Resampling-based inferences for compositional regression with application to beef cattle microbiomes.
Sujin LeeSungkyu JungJeferson LourencoDean PringleJeongyoun AhnPublished in: Statistical methods in medical research (2022)
Gut microbiomes are increasingly found to be associated with many health-related characteristics of humans as well as animals. Regression with compositional microbiomes covariates is commonly used to identify important bacterial taxa that are related to various phenotype responses. Often the dimension of microbiome taxa easily exceeds the number of available samples, which creates a serious challenge in the estimation and inference of the model. The sparse log-contrast regression method is useful for such cases as it can yield a model estimate that depends on only a small number of taxa. However, a formal statistical inference procedure for individual regression coefficients has not been properly established yet. We propose a new estimation and inference procedure for linear regression models with extremely low-sample-sized compositional predictors.
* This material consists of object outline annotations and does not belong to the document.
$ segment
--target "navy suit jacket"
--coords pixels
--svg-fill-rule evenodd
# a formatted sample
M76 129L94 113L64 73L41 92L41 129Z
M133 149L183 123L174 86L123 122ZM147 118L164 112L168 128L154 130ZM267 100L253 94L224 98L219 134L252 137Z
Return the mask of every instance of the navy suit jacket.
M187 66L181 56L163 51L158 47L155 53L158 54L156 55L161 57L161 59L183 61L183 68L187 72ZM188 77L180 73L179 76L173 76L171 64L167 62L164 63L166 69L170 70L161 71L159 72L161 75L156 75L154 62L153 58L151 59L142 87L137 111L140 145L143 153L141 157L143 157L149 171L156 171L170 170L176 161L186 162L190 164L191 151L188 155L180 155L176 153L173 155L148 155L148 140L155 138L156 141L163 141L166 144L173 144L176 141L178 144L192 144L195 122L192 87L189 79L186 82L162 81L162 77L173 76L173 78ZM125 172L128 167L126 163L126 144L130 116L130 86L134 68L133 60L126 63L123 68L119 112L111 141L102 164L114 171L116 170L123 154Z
Under the compositional log-contrast regression framework, the proposed approach consists of two steps. The first step is to screen relevant predictors by fitting a log-contrast model with a sparse penalty. The screened-in variables are used as predictors in the non-sparse log-contrast model in the second step, where each of the regression coefficients is tested using nonparametric, resampling-based methods such as permutation and bootstrap. The performances of the proposed methods are evaluated by a simulation study, which shows they outperform traditional approaches based on normal assumptions or large sample asymptotics. Application to steer microbiome data successfully identifies key bacterial taxa that are related to important cattle quality measures.